Cuando se despertó esa mañana de enero hace más de dos décadas, la asustada adolescente de 17 años no sabía dónde estaba, cómo llegó allí ni tampoco por qué su ropa interior estaba cerca de ella en la cama.

Entonces llamó frenéticamente a su novio y luego le reportó el incidente a la policía de Coral Springs. La joven le dijo a la policía que salió con una amiga y “dos conocidos” cuyos nombres eran Booda y Nick, según documentos policiales.

La muchacha recordaba haber tomado una pastilla “roofie”, y que bebió varios tragos de Sex on the Beach. Las autoridades examinaron e interrogaron a la jovencita. Los hombres fueron identificados y declararon diferentes versiones de lo que sucedió entre el 7 y el 8 de enero de 1996.

Después, el caso se archivó.

Hace poco, detectives de la policía de Coral Springs comenzaron a revisar viejos casos, y se percataron de que el equipo para investigar violaciones con que se examinó a la adolescente nunca llegó a investigarse por completo. El lunes, la policía anunció el arresto de Rubén Chávez, de 55 años, y dijo que en la actualidad había evidencia de ADN que lo vinculaba con el delito cometido hace 23 años.

En el momento de la violación, “los detectives llevaron a cabo una investigación, pero desafortunadamente la evidencia que se recogió no era suficiente para identificar de forma positiva a la persona responsable del delito”, dijo el departamento en un parte de prensa.

En abril varios objetos, entre ellos el equipo para investigar violaciones, “se lograron identificar y se enviaron al Laboratorio de Delitos de la policía del Condado Broward (BSO) para ser procesados allí mediante la tecnología de hoy día”, agregó el departamento.

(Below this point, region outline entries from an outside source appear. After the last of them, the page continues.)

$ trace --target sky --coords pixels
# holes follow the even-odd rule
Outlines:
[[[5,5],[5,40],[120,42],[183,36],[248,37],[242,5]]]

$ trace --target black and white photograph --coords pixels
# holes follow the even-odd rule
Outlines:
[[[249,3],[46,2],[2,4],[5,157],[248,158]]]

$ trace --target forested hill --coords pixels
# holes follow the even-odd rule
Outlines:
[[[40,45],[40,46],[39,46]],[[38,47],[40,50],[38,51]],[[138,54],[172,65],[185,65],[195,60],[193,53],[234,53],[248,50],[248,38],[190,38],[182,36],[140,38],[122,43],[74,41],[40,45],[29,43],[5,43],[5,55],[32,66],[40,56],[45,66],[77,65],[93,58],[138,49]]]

De acuerdo con un reporte policial que se hizo en aquel momento, la adolescente, identificada solo como M.G., y su amiga —cuyo nombre se omitió en el reporte del arresto— conocieron a “Nick” en el Parque Mullins en Coral Springs. Nick le dijo a las dos que lo siguieran al hotel La Quinta Inn en Coral Springs para encontrarse allí con su amigo Booda, dijo la policía. Los hombres les dieron a ambas adolescentes una pastilla de Rohypnol, conocida popularmente como “roofie”, y que también se conoce como la droga para violar.

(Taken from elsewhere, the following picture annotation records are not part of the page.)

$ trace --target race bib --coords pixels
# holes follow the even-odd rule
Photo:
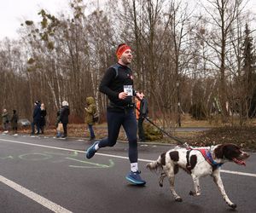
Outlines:
[[[124,85],[124,92],[127,93],[128,96],[132,96],[132,85]]]

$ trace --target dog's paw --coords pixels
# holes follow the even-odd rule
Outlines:
[[[236,204],[229,204],[229,206],[234,210],[236,208]]]
[[[175,199],[175,201],[183,202],[183,199],[181,197],[177,197],[177,198]]]

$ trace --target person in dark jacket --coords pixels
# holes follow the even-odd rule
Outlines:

La joven le dijo entonces a la policía que fueron a un salón de billar y bebieron varios tragos. Lo último que recordaba era haber llamado a su novio. Cuando se despertó a las 5:30 a.m. del 8 de enero vio su ropa interior y un condón usado. Su amiga estaba en la cama, al lado de ella. La chica declaró que era virgen.

Poco después, los detectives identificaron a Nick como Chávez y a Booda como Jamil Georgeon. Interrogaron a los dos, pero nunca llegaron a arrestarlos.

Tras obtener una coincidencia de ADN en junio, los investigadores volvieron a hablar con la víctima, que en la actualidad vive en Maine. La joven dijo que quería que el proceso de encausamiento siguiera. De igual modo, la policía habló con la amiga que estuvo en el lugar aquella noche. “Después de una minuciosa investigación, y de haber obtenido más evidencias, Chávez fue detenido sin ningún incidente en Boca Raton por el Servicio de Alguaciles de EEUU”, dijo el lunes la policía. “Chávez se negó a dar una declaración después que fue detenido”.

Chávez, que tiene antecedentes penales por posesión de drogas, tráfico y posesión de cocaína y escapar y eludir a la policía, fue acusado de un cargo de agresión sexual contra una víctima indefensa menor de 18, años, según documentos judiciales.

Chávez está preso en la cárcel principal de Broward sin derecho a salir en libertad bajo fianza.